Berg: It seemed easier from the outside than it actually was. As an attorney, you'd see the closing statement. You'd see a big fat fee for the broker. You didn't realize as the attorney that the broker was sharing it with four other people, eight other people. You didn't realize that the broker had five, 10 other deals die in the meantime. What looked very lucrative and easy from the attorney's perspective, when you did it yourself you realized that it was much more difficult.
MWREN: It may have been difficult, but you've stuck with it. You must enjoy the work.
Berg: I still love it. I have not looked back.

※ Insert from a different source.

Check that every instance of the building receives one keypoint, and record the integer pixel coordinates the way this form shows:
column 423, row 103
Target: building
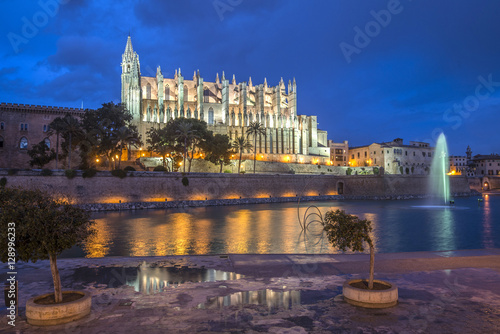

There is a common thread among most of the profiles in your magazine about how hard it is to get started in this industry. I will echo that. I was fortunate that when I left Applebee's, the company was kind enough to continue using me in a brokerage capacity. I had four or five of those deals in my first years. They kept me afloat during those early lean years. I thought when I'd left Applebee's that I'd saved enough money to get through a full year. But I already had a nice house payment, a car payment. I was getting down in my finances. Then stuff started trickling in. It was lean, though, those first few years.
MWREN: Where did the hope come from in those early years?
Berg: I had great mentors, especially at CB Richard Ellis where I got my start. The hope came from watching others and their success. I did have confidence in myself that I would be able to achieve the same success. I really loved what I was doing, too. I worked hard. If you love what you are doing and you work hard, and you work with a fair amount of smarts and discipline, you should be able to eventually cross that threshold where it becomes easier, when you realize that, yes, you can make a living year after year. I knew that I had made the right choice in entering this business.
MWREN: What do you enjoy most about this business?
Berg: No two days are alike. There is something, a new challenge, a new project, a potential new deal, happening every day. There is a new relationship to build every single day. I'm not a guy who could go and do a job that forced me to work on the same project and do the same thing every single day. This job allows for a lot of creativity. I need creativity in my life. This job really allows creative people to thrive.
MWREN: What are the more challenging parts of this career?
Berg: The biggest challenge is reinventing yourself. You can't keep doing the same things that made you successful over the past decade. You basically have to reinvent yourself in your career all the time. That is a challenge. There is a requirement in this business to push yourself to open new doors. Just when you think it is getting easier, it's back on the road again, reinventing yourself and opening up new practice areas.
MWREN: Can you give me an example of how you have done this, how you have reinvented yourself?
Berg: I have done, and still continue to do, a lot of tenant representation for national retailers. Now with a lot of the national retailers slowing down, I have to go back to my roots as a listing agent. Not that I ever abandoned that, but I do have to shift back into that. I was 75 percent tenant rep and 20 percent landlord rep. Those percentages might be reversing now. I am getting more involved in financing and acquisitions and investment. A lot of distressed properties are opening potential investment opportunities. In a way, it's almost fortunate that I am not spending as much time on tenant representation but instead on other areas that are at least as lucrative.